Another interesting fact, PARSLEY is great for your dog’s breath.
PERFECT PUMPKIN COOKIES
2½ – 3 cups white rice flour (you can use plain (all-purpose) or rye flour if you like)
2 eggs
½ cup mashed pumpkin
2 tbsp. dry milk powder or milk powder of your choice (soy, coconut, dari-free)
1 tbsp. dried parsley or dried mint – optional
1 tbsp. honey – optional
Preheat oven to 180° C (350° F) and line a cookie sheet with parchment paper.
In a large bowl, whisk together eggs and pumpkin to smooth consistency.
Stir in dry milk, and any or all of optional ingredients.
Add flour gradually, combining with spatula or hands, to form a stiff, dry dough.
Turn out onto lightly floured surface and knead lightly until mixture comes together smoothly.
Roll dough to ½ inch thickness (it will probably split around the edges of the dough – don’t worry too much, all the dough gets used).
Cut using the cookie cutter of your choice.
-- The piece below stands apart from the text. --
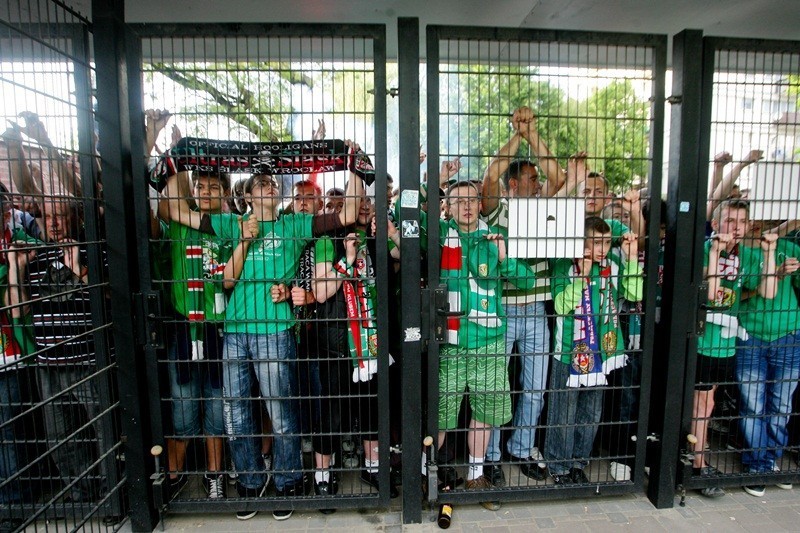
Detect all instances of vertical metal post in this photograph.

Gather left over dough (edges and scraps) and knead together lightly. Roll dough again and continue to cut out shapes, repeat this process until all the dough is used.
Place shapes on the paper lined cookie sheet.
If desired, use tines of fork to decorate, lightly pressing down to only halfway through dough.
Bake 20 minutes. Remove from oven and carefully turn biscuits over, then return to oven and bake an additional 20 minutes.
Allow to cool completely on wire rack.
When cool, store in zip lock bag or air-tight container.
Keep in refrigerator for longer shelf life, or store in your freezer for up to 4 months.
Feed these Pumpkin Cookies as a treat.
Treats should not make up more than 10% of your pets diet.
As with any treat, always provide fresh water after feeding.